In these 15 years we have seen the City move in positive directions by beginning to remove confederate monuments that are remnants of a racist past. The City’s also elected its first female Mayor, LaToya Cantrell, who is taking on the tough issues and is on the frontlines fighting for people from every zip code to get a piece of the pie.

Gumbo: The Flavor of a People

This is a new day and fifteen years later as the City reflects on where it has been, it must be forward thinking and have a mutually beneficial vision on where it wants to go. New Orleans can no longer be a City that can linger in its past glories. It must move itself forward to face the challenges of becoming a City that can yes, embrace its rich and unique history and culture, but also embrace change and progress. But that change and progress must be for all of the citizens of New Orleans, not just those that are wealthy, well connected, or White.

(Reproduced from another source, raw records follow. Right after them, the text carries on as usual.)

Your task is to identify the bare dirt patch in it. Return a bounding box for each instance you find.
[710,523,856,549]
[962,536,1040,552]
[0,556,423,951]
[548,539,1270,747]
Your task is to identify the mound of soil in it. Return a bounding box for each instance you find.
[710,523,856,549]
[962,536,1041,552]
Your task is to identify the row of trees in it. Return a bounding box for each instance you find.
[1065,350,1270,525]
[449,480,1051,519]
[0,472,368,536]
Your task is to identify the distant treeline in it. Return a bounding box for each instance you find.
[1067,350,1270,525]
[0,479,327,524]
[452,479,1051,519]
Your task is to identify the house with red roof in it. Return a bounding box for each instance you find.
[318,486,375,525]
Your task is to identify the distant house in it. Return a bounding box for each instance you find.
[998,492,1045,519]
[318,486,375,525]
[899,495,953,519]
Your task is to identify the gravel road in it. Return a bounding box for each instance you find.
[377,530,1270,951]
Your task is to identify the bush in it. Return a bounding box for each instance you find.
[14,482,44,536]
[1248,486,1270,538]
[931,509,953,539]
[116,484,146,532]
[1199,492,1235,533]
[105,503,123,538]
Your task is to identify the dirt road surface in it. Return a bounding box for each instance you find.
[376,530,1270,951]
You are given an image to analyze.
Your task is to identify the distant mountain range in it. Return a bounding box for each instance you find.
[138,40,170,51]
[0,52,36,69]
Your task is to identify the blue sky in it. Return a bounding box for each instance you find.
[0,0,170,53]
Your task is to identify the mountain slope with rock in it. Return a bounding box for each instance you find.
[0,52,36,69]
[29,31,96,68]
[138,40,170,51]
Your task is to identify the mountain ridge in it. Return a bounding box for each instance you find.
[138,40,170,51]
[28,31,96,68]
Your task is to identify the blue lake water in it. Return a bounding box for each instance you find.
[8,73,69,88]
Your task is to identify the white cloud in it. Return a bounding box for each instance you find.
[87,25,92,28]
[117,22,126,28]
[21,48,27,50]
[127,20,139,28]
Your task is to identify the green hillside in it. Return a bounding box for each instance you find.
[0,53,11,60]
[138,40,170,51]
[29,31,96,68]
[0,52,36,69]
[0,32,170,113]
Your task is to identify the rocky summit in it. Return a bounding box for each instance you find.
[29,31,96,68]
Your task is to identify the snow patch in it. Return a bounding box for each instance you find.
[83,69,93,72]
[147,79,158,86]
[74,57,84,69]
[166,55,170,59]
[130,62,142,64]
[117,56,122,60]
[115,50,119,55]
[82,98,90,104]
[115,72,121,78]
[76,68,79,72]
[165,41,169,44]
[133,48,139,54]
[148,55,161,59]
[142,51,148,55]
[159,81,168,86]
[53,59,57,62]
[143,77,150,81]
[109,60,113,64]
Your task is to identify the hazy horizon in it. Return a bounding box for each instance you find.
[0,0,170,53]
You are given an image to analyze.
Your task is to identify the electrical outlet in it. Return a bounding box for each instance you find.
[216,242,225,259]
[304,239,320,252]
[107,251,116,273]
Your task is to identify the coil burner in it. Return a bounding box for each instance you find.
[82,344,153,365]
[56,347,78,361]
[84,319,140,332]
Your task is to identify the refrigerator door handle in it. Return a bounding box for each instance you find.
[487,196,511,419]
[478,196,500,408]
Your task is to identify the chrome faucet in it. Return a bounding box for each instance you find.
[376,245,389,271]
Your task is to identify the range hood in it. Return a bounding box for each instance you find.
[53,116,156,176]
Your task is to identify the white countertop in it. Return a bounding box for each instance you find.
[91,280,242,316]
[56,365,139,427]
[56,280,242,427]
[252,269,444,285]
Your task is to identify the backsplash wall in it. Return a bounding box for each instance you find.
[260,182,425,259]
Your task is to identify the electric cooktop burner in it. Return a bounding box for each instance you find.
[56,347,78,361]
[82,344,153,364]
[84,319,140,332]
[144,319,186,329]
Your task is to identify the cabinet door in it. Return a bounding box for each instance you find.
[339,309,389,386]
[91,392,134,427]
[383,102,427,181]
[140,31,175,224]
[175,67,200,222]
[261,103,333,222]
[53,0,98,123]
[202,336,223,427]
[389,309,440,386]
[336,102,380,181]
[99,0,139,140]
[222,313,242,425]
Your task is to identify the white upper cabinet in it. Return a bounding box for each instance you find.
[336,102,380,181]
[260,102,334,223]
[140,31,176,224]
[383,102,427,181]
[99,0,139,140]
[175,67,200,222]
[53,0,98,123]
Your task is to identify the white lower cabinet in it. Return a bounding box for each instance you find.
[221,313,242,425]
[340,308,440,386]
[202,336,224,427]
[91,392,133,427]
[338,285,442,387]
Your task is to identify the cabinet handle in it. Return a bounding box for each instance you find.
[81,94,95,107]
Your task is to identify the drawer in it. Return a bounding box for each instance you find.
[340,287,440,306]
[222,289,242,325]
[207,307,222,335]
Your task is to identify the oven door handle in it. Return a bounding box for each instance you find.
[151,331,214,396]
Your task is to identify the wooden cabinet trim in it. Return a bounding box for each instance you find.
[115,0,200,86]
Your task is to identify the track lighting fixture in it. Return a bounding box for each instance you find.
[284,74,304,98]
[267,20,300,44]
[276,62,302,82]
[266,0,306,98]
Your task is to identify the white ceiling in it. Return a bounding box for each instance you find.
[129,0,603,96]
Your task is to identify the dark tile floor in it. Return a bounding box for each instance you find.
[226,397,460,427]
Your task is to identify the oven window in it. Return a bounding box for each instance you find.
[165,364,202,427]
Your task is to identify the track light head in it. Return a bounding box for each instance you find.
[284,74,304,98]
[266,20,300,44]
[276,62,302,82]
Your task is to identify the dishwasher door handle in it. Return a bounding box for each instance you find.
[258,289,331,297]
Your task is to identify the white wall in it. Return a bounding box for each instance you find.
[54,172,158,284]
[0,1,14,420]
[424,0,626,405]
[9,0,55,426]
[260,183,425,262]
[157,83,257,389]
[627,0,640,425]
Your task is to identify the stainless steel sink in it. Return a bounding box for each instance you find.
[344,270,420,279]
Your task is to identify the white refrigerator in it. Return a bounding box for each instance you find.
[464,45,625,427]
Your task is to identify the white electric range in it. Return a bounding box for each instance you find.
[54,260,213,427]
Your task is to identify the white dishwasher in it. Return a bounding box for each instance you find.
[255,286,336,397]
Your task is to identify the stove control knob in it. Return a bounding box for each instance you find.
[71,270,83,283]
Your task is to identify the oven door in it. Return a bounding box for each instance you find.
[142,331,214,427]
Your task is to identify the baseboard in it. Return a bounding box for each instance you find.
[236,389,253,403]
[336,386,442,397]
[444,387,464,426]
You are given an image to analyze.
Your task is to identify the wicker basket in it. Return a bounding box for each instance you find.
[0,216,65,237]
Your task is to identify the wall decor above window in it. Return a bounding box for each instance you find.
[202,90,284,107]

New Orleans is a Gumbo, and this is what makes it great; and I would argue that the Black culture of the City is the special ingredient and the roux giving it the unique flavor. The food that tourists come to savor is our food. The music they flock to hear is our music. The flavor of New Orleans is our flavor. It is the heartbeat of New Orleans and this City would not be the same without it.

With that said, the future of New Orleans must be one where all can sit at the table of power and determine its direction. Fifteen years ago, the City was shown to the world as a place that was separate and unequal. Today we must work to rectify our ills which still remain and recognize that if this City is to become the great it must deal with issues of equity. The City must invest in the value and potential of all of its citizens. And those who lead whether it is civic, business, faith and an activist community must realize that if we are to recover fully, that all citizens and all neighborhoods in New Orleans matter.

And when we get to this glorious day, we can then second line and celebrate that we have fully recovered.